5 pitfalls of a free SSL on Wordpress - The Blogging Musician. adamharkus.com. By Sean MacEntee

5 pitfalls of using a free SSL on WordPress

I recently took the plunge to move my site https using a free SSL provided by my hosted company.  Here’s 5 pitfalls I encountered in doing so.

1. Reduced Google AdSense revenue

Yes, I got a boost in traffic, but what good is that when revenue is down?

2. A lower Google PageSpeed Insights score

Maybe it was the redirect from http to https, but my Google Page Speed Insights  score took a nose-dive on both mobile and desktop the minute I went over to https. As Google themselves point out, page speed plays a big part in Google ranking, it’s not just an inferior user experience.

3. Not Fully compatible with Jetpack for WordPress

Your sight will be tainted with a red exclamation make when you log in to WordPress.com That’s right, Jetpack can’t communicate properly with a shared SSL. Your posts will be missing so you’ll get weird connectivity messages when posting comments etc. Who knows what else is broken.

4. Publicize

All of your Social networks used to be linked into your WordPress account and updated automatically, telling the world of your shiny new posts. Well, that doesn’t work anymore either, as they can’t connect. Manual posting it is then.

5. WordPress Followers

You’ve spent months or years building up a loyal band of WordPress followers.  Jetpack used to notify each and every one of them every time you published.  Now it’s broken so they’ll never know.

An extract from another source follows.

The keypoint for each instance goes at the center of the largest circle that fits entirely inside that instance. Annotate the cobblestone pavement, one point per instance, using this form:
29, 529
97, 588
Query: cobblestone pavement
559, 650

Of course everything can be fixed IF you go for the paid SSL option, which is of course what the hosting companies want you to do.  For me and my blog though, I’ve gone back to good old http. I don’t hold sensitive info so it wasn’t necessary to go https in the first place.

Lesson learned! If you don’t need to go to https….. DON’T!

Oh, and Welcome Back!

P.s.  We’re still accepting guest articles @ https://adamharkus.com/guest-bloggerscontributers-wanted/ 

8 thoughts on “5 pitfalls of using a free SSL on WordPress”

  1. Just personal experience. Bluehost and Jetpack themselves confirmed that some of their API aren’t compatible with a shared SSL. It would work fine on a paid plan though. Further down the line I could be forced in a non-free SSL but we aren’t there yet.

  2. In the end used the free bluehost SSL without a redirect back to http: This means my old https links still work and ranking doesn’t suffer, but it also means Jetpack still works on http.

  3. Are you trolling? Your post contains so much misinformation and sounds like you just have services misconfigured.

    Btw, good luck when Google Chrome 62 is released.